Unsere Lektoren schauen vorwiegend nach Grammatik und Stil, ebenso nach der Form (richtige Anführungszeichen etc.). In Verlagen machen Lektoren dasselbe.
Bei Zeitungen gibt es nicht unbedingt ein Lektorat, dort läuft das dann über Gleich- oder Höhergestellte. Ob der Autor dann selbst korrigiert oder der Korrekturleser das übernimmt, ist unterschiedlich.
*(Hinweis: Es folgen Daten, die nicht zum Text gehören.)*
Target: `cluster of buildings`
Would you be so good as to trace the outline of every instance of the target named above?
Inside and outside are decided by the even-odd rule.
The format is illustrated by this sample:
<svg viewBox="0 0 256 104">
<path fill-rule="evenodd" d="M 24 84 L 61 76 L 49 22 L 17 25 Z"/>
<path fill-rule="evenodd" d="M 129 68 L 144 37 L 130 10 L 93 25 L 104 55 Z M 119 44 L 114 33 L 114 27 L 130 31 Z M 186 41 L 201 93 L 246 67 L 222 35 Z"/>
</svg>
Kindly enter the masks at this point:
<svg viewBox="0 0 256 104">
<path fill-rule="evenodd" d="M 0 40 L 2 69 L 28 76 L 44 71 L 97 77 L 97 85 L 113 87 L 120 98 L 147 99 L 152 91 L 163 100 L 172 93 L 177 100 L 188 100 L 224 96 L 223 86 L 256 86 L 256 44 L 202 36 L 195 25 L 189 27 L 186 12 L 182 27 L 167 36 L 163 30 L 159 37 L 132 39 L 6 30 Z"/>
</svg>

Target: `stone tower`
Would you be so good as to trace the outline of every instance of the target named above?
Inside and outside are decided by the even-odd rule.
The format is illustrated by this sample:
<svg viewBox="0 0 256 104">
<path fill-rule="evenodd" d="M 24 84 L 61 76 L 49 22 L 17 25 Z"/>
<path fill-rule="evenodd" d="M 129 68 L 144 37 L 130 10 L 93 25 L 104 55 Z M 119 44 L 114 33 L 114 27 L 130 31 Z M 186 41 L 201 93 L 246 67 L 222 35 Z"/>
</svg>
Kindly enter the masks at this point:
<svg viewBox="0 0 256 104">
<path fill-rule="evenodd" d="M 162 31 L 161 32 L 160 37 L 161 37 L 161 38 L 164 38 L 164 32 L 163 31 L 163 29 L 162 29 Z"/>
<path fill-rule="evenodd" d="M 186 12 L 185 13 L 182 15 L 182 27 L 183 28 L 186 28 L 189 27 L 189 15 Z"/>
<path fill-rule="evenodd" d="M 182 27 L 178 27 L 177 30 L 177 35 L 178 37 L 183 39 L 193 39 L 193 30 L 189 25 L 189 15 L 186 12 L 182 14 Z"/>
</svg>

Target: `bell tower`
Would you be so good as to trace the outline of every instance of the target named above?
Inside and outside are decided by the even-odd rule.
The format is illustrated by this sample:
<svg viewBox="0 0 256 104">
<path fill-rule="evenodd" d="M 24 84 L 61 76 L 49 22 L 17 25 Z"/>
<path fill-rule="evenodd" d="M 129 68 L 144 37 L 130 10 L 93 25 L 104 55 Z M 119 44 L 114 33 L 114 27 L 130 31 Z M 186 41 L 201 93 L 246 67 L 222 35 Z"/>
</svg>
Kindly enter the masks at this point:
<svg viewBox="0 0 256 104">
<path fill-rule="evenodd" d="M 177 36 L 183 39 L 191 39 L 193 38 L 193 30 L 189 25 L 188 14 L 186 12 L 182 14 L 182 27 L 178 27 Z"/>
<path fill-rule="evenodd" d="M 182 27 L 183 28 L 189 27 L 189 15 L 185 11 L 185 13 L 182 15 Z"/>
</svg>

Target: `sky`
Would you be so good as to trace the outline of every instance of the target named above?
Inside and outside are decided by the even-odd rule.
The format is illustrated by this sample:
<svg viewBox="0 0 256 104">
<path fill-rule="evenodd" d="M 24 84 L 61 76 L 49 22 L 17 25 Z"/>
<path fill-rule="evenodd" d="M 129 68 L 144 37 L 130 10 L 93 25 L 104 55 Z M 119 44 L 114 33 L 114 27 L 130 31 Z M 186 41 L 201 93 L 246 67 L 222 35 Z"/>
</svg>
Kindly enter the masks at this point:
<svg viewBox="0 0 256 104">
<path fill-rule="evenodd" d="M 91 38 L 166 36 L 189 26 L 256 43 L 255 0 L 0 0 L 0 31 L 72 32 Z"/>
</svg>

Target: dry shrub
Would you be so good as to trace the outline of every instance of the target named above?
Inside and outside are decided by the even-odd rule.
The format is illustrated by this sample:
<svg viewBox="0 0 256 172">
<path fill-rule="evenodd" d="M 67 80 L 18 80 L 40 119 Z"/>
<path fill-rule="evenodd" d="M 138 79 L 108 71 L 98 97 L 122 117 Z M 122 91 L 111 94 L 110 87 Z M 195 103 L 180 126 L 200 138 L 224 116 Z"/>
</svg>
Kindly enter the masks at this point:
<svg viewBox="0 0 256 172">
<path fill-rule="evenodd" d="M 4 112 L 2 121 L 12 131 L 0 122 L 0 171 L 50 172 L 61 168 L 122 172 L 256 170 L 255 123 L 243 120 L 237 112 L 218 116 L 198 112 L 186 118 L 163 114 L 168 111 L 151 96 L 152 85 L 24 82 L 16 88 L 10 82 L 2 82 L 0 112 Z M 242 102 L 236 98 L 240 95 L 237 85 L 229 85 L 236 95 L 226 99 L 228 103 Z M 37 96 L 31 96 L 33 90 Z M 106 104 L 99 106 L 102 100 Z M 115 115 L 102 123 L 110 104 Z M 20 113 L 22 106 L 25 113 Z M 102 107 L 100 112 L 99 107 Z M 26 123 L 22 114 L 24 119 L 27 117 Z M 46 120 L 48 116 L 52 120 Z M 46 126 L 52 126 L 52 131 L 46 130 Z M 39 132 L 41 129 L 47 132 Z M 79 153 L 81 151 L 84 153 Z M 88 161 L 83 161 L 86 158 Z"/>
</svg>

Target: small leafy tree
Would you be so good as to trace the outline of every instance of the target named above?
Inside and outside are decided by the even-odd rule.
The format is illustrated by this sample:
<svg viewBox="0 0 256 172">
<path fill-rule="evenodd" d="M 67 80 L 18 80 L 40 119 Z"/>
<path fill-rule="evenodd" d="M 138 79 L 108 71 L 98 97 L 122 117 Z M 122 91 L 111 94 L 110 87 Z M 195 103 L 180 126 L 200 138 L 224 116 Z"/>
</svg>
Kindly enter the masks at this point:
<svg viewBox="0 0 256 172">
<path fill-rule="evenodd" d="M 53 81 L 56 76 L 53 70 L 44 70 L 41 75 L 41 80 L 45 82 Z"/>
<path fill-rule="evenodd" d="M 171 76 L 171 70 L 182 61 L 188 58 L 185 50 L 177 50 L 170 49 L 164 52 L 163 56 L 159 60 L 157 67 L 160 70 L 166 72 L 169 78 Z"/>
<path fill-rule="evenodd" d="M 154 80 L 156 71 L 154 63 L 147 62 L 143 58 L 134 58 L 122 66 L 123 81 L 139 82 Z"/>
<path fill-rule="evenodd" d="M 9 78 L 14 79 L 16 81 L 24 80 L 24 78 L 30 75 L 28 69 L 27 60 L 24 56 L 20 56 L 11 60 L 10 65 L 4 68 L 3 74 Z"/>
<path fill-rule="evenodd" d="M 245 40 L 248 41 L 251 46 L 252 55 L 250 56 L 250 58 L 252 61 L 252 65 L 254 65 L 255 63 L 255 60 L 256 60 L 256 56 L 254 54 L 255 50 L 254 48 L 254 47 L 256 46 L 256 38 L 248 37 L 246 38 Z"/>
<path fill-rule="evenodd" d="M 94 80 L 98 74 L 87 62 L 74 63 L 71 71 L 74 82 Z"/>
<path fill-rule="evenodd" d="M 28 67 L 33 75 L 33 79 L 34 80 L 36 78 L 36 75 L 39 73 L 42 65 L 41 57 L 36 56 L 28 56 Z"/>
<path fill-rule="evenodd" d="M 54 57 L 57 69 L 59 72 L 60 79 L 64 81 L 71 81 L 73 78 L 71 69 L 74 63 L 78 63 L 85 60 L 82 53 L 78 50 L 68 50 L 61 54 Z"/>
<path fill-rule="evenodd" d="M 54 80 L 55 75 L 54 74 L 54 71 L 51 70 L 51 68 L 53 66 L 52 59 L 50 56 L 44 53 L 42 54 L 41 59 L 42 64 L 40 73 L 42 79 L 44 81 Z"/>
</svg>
Bei uns isses ähnlich. Wird ein Text eingestellt, liest ein Auswähler drüber. Werden Zahlen erwähnt, die nicht mit Quellen belegt sind, wird nachgefragt. Nennen zwei Quellen unterschiedliche Zahlen, wird um erneute Recherche gebeten. Würde in einem Artikel stehen, dass Hunde besser sehen als Menschen, würden wir nachfragen, wie das im Detail ist bzw. warum das so bewertet wurde. Wenn irgendwo stünde, Hunde können Getreide verdauen, würden wir nachfragen, wie das im Detail funktioniert. Außerdem schauen wir, dass Studien mit Verfasser und Titel genannt werden (nicht einfach "eine Studie belegt"). Derartiges eben, dafür muss man nicht vom Fach sein. Und es erspart lange Nachfragen seitens der Lektoren, besonders wenn es Schreiber ohne Zugang zum Unterforum sind.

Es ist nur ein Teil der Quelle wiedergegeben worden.